This week, America witnessed a monumental moment that will forever be marked in time.

Jerry Emmett was 8 years old when women in Arizona were given the right to vote. At the age of 102, she stood on the convention floor and nominated the first female candidate from a major party for President of United States. In 1984, we had our first female vice presidential candidate representing a major American political party. The Nineteenth Amendment of United States Constitution prohibits any United States citizen from being denied the right to vote on the basis of gender. The key vote came on June 4, 1919 when the Senate approved the amendment 56 to 25 after four hours of debate.

Susan B. Anthony started fighting for equal rights for slaves and women in 1837 when she was 17 years old. When she first began campaigning for women’s rights, she was accused of trying to destroy the institution of marriage. For her 80th birthday, she was invited to the White House to celebration of her accomplishments, in 1900. For eighty years she persevered. She died in 1906, 13 years before that pivotal vote on the floor of the senate.

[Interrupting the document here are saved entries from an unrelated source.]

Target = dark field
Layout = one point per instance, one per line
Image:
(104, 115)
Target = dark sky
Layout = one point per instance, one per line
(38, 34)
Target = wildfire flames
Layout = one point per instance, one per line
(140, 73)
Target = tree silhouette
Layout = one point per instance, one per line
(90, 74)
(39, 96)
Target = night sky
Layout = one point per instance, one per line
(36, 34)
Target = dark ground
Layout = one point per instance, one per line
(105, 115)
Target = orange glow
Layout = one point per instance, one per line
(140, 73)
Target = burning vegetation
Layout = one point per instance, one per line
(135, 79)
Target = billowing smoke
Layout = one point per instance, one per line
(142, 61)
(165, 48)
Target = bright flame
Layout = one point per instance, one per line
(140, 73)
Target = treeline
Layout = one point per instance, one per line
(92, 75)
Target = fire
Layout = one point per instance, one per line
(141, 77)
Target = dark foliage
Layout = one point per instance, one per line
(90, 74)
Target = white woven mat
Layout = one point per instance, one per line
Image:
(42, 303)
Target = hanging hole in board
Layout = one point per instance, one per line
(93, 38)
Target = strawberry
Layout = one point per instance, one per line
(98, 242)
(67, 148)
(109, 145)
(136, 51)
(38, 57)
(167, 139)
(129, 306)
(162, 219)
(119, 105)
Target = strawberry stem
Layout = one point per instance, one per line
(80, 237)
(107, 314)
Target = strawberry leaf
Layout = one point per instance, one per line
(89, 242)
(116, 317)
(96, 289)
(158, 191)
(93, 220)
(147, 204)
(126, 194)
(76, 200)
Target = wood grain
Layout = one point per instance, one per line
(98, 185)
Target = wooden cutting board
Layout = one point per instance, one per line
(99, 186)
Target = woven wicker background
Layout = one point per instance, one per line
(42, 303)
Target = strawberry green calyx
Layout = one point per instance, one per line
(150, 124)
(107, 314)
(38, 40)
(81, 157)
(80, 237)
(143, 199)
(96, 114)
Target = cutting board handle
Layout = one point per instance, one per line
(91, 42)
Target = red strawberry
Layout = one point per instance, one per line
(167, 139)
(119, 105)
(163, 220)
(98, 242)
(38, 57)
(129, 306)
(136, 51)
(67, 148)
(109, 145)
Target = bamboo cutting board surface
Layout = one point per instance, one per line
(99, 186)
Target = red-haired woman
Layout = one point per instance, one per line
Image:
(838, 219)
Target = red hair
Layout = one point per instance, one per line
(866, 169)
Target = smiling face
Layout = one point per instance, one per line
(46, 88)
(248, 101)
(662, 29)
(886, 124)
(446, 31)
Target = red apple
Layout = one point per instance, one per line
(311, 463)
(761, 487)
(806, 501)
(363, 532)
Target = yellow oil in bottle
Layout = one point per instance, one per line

When I was a child in the 70s, I told people I wanted to be the next president. They all smiled and patted me on the head. They gave lip service to the idea that I can be anything I wanted to be. At the time, I was too naive to know that it wasn’t true. (Thankfully, now I’m too smart to want the job, but that’s not the point.) Regardless of what candidate you stand behind or the fact that you don’t stand behind any of them, we are in the middle of a historical moment which Susan B. Anthony could not even fathom and Jerry Emmett had trouble taking in.

If Jerry Emmett and Susan B. Anthony could sit down today and have a conversation, I imagine they would agree on a few things:

  • When you see an injustice, the very fact that you have recognized it tags you as the one to champion the cause. Never pass up an opportunity to fight for what’s right.
  • When those around you can’t see what you see, keep on educating, keep on working for a solution, keep on moving the needle. Never give up.
  • Whatever you are doing today needs to be paving the road for a better tomorrow. Never settle.

Endurance is indeed the price tag of achievement. What cause are you designed to champion? Where do you need to keep working for a solution?